↗ arXiv ↗ Hugging Face ↗ Papers with Code
TL;DR#
Large Foundation Models (LFMs) are increasingly used not just for text, but to interact with digital systems via Graphical User Interfaces (GUIs), like humans do. This approach, using GUI agents, is promising but faces challenges like adapting to dynamic layouts and diverse GUI designs across platforms, as well as correctly identifying visual elements within a page. These elements can be small, numerous, scattered, and visually different between websites and apps. Existing GUI agents struggle with complex and nuanced GUI interactions, limiting their practical applications. They may fail to interpret the state of GUI elements or perform actions accurately. Existing benchmarks lack diversity, do not sufficiently reflect real-world scenarios, and haven’t established standardized evaluation metrics. Furthermore, privacy concerns arise from dealing with potentially sensitive information in GUIs.

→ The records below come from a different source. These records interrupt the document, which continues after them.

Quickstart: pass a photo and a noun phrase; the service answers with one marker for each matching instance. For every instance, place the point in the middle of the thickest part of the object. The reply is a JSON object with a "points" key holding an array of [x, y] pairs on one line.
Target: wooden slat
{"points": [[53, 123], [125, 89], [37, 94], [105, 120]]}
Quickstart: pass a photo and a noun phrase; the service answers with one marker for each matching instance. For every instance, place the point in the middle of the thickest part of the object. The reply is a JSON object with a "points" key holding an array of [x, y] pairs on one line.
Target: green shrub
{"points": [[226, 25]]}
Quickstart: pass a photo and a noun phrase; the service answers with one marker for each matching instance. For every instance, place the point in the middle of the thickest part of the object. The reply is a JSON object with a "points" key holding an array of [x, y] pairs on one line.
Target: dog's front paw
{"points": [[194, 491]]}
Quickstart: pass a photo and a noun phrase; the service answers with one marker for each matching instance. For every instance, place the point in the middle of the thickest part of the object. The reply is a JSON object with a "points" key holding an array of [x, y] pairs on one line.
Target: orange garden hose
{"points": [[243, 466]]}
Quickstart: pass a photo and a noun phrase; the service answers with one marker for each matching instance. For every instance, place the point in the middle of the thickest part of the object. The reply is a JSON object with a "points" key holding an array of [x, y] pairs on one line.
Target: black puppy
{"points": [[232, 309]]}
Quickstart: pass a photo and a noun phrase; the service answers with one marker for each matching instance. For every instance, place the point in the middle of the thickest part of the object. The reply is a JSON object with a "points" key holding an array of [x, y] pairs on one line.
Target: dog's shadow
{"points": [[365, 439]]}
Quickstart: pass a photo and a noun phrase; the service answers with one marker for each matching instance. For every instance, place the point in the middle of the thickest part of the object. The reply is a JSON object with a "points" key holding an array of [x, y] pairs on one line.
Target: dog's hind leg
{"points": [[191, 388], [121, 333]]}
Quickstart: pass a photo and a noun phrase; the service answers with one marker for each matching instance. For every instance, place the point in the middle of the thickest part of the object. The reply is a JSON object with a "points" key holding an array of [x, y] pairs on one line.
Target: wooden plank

This paper provides a comprehensive survey of GUI agents, establishing a unified framework to categorize research. It examines benchmarks, evaluation metrics, architectures (perception, reasoning, planning, acting), and training methods (prompt-based, training-based). By clearly defining the problems and current approaches, the survey aims to facilitate research and development of more robust and efficient GUI agents. It also highlights open challenges like intent understanding, security and privacy, and inference latency, offering directions for future research and aiming to guide the development of more sophisticated GUI agents capable of reliably automating complex tasks in diverse digital environments. It emphasizes the importance of developing standardized evaluation metrics and more realistic benchmarks.
Key Takeaways#
Why does it matter?#
This survey is crucial for AI researchers due to the rising importance of GUI agents. It provides a comprehensive overview of current progress, challenges, and future directions in the field, offering valuable insights for both newcomers and experienced researchers. It highlights the potential impact of GUI agents on automating human-computer interaction and opens new avenues for research in areas such as robust intent understanding, security, real-time responsiveness, and personalization of these agents.